Policy Bits ~ 3 Things to Know & Watch This Week
January 25-31, 2016 ~ Karly Malpiede Andrus
I. Divide over Colorado Transportation Funding Possible
- The Colorado Legislature is mired in an ideological traffic jam over budget issues. Bi-partisan stakeholder meetings are starting to look at funding options given there is no general fund line item for transportation. Democrats want to reclassify the $750 million hospital provider fee, which could allow them to circumvent the TABOR requirement for taxpayer refunds. However, a Legislative Council memo called that move unconstitutional. Republicans want to take out some debt to pay for roads backlog. Although, CDOT’s director, Shailen Bhatt, recently advocated for raising the state gas tax. http://goo.gl/PIV49R
- CDOT estimates a $900M backlog of road maintenance and bridge-repair projects, which does not include new projects or transit. This issue affects the whole state, and we need to find a sustainable, equitable way to fund these projects.

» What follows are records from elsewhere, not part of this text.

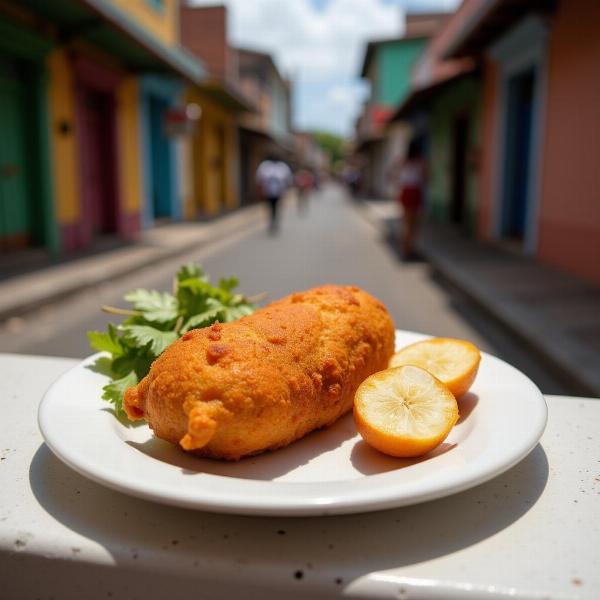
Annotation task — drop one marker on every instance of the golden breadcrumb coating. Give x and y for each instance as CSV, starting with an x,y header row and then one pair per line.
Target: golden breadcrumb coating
x,y
235,389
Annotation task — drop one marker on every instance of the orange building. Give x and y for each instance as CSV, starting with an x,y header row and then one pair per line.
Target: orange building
x,y
539,182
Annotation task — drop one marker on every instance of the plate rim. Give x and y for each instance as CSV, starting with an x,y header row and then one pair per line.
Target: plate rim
x,y
278,505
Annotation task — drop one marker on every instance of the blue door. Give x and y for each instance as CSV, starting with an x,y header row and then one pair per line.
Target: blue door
x,y
518,154
160,160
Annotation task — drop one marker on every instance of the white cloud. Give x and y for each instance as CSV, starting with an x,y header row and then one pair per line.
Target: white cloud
x,y
315,46
310,43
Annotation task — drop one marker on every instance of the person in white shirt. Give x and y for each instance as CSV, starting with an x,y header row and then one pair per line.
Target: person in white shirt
x,y
273,178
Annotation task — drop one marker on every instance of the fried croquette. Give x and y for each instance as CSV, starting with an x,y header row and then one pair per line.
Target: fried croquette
x,y
236,389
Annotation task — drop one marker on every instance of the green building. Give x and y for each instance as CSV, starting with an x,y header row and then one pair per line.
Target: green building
x,y
388,66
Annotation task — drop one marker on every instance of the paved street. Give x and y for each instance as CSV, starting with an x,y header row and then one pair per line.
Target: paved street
x,y
332,243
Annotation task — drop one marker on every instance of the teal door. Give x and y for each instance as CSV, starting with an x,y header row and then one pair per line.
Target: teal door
x,y
160,160
15,210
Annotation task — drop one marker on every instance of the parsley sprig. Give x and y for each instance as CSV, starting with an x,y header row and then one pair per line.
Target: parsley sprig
x,y
156,320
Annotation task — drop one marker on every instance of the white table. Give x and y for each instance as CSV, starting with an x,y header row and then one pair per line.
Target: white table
x,y
533,532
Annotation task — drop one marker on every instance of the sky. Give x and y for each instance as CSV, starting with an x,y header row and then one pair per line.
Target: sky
x,y
319,45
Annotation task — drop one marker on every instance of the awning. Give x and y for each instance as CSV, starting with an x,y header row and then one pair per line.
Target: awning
x,y
227,96
108,28
419,98
490,20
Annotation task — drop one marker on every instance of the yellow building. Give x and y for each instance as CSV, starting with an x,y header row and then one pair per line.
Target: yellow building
x,y
215,150
97,148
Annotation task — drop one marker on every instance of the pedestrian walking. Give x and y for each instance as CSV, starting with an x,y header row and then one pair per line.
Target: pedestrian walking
x,y
273,178
410,174
305,182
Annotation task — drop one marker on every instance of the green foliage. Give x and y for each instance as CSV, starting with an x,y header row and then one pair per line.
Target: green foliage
x,y
157,320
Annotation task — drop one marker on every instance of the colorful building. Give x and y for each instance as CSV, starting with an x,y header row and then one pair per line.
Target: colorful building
x,y
540,184
442,107
509,96
268,129
100,76
387,66
215,151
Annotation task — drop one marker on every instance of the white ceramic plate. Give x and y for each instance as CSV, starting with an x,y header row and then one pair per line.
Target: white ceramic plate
x,y
330,471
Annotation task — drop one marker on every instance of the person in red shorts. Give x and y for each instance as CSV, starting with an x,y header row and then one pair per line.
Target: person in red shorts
x,y
411,179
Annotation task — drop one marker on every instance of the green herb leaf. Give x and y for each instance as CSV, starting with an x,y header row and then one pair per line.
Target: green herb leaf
x,y
208,317
233,313
114,392
191,271
144,335
106,342
156,306
229,284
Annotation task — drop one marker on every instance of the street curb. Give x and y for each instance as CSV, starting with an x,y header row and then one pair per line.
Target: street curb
x,y
17,305
520,326
555,350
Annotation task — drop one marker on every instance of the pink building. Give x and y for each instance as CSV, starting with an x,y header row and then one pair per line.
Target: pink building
x,y
539,184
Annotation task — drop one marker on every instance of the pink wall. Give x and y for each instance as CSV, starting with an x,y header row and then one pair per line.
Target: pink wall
x,y
488,149
569,226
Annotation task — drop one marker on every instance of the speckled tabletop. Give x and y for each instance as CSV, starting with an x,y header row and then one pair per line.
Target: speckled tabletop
x,y
533,532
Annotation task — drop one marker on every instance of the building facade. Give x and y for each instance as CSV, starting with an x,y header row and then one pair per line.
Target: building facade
x,y
540,122
215,146
100,76
388,66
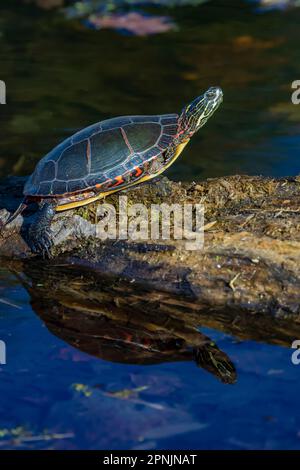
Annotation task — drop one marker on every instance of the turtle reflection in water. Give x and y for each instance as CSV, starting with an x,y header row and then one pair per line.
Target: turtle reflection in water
x,y
115,321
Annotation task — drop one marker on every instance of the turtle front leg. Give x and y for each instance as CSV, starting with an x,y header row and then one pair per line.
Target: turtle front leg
x,y
39,233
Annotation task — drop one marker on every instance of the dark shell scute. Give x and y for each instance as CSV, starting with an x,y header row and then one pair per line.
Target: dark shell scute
x,y
73,163
48,171
165,140
169,119
142,136
108,149
115,123
93,180
45,188
136,160
170,129
144,119
151,153
76,185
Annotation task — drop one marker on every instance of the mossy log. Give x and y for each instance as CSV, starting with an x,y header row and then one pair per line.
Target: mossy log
x,y
250,262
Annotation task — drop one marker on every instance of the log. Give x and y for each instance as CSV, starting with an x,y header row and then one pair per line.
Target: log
x,y
248,268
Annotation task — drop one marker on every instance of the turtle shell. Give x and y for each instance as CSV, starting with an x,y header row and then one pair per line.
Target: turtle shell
x,y
101,154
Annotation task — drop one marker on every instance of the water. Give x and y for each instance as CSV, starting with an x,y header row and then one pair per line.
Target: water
x,y
62,76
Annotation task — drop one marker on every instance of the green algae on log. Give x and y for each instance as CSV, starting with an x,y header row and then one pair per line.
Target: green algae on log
x,y
250,262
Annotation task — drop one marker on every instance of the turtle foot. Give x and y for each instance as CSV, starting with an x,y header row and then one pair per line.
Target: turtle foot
x,y
40,243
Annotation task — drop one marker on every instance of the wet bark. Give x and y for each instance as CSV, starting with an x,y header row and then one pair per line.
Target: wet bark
x,y
249,263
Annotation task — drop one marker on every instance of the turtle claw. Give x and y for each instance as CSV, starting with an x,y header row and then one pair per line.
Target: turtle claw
x,y
41,244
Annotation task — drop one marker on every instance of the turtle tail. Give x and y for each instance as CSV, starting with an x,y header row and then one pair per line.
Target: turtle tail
x,y
15,214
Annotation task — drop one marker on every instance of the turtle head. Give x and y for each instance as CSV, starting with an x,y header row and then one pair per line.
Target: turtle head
x,y
196,114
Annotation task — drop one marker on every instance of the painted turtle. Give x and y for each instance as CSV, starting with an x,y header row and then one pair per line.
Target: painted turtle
x,y
107,157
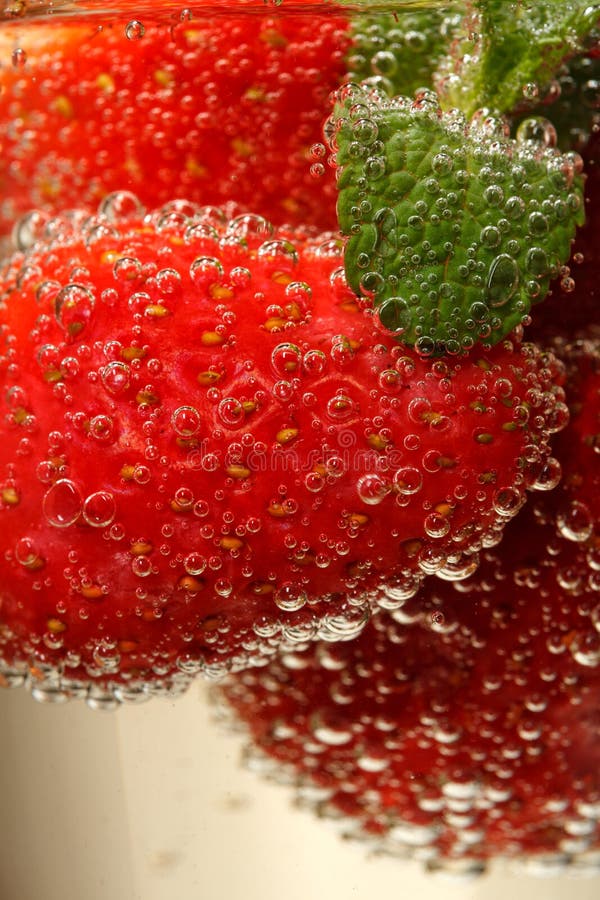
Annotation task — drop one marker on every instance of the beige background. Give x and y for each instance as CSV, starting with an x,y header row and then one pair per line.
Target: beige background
x,y
149,803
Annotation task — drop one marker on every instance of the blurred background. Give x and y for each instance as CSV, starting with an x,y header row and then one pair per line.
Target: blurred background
x,y
151,803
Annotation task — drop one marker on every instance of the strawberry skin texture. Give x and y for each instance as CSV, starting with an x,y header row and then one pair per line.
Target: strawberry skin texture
x,y
464,726
209,448
574,301
210,109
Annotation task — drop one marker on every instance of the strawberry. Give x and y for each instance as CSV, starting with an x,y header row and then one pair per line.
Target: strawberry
x,y
465,726
203,107
211,108
210,447
573,303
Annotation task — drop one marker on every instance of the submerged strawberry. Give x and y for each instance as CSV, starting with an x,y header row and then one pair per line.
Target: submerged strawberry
x,y
466,726
211,108
210,448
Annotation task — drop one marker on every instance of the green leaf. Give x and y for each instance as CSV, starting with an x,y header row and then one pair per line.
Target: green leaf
x,y
453,228
509,48
398,50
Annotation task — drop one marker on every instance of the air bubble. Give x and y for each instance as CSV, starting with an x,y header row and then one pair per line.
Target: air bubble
x,y
575,523
99,509
116,377
185,421
74,307
62,503
290,597
121,206
503,280
373,489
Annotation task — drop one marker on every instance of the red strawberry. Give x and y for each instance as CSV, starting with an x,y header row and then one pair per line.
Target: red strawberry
x,y
208,448
211,108
469,727
574,301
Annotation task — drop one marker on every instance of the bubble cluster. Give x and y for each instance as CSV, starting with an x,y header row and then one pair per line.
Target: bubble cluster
x,y
210,449
463,726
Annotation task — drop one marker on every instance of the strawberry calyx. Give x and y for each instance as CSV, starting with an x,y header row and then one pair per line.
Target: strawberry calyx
x,y
453,228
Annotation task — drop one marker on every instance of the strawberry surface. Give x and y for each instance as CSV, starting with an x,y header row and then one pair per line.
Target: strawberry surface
x,y
211,447
212,108
573,303
464,726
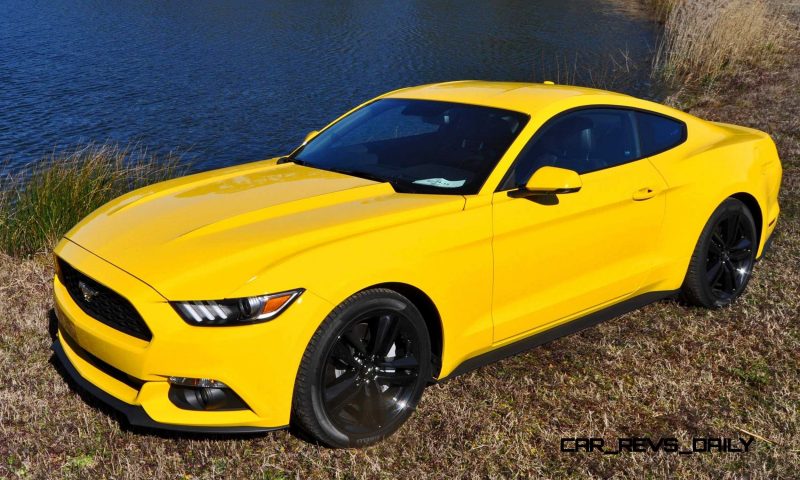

II. Grant for Strengthening Inclusive Coordinated Transportation Partnerships to Promote Community Living
- Transit Planning for All recently announced availability of funds for community-based demonstration programs. The purpose is to encourage development of an inclusive coordinated transportation system in which people with disabilities and older adults actively participate in both advisory and decision-making capacities. A further goal is to ensure identifiable and measurable changes in the transportation system that responds to the needs and preferences of older adults and people with disabilities. http://goo.gl/LJ6UPn
- There is great value in discussion and planning goals but the rubber hits the road when we discuss accountability to progress of tangible benefits from that talk.
III. CO a Trailblazer New Remediation model to Get more Students Through College
- Colorado utilizes the “corequisite remediation” model which has students enroll in remedial and college-level courses in the same subject at the same time, and offers them targeted support in both classes. The Colorado Community College System started requiring this model in fall 2014 and success rates more than doubled from 31% to 64%. This drastically improves workforce readiness because many new jobs don’t require a 4 year degree but do require more than a high school degree. Hopefully this tactic can target middle skill jobs. http://goo.gl/9M0Xlu
- This tale from the field shows how partnerships and ideas can emerge to find the best solutions, which sometimes are just not that complicated. Also, numbers matter because they allow us to measure – reliable, replicable data models are key to verifying the effectiveness of our work in the field. Finding a balance between investment in solutions and documenting conditions to proving out those solutions, will be key to impactful work.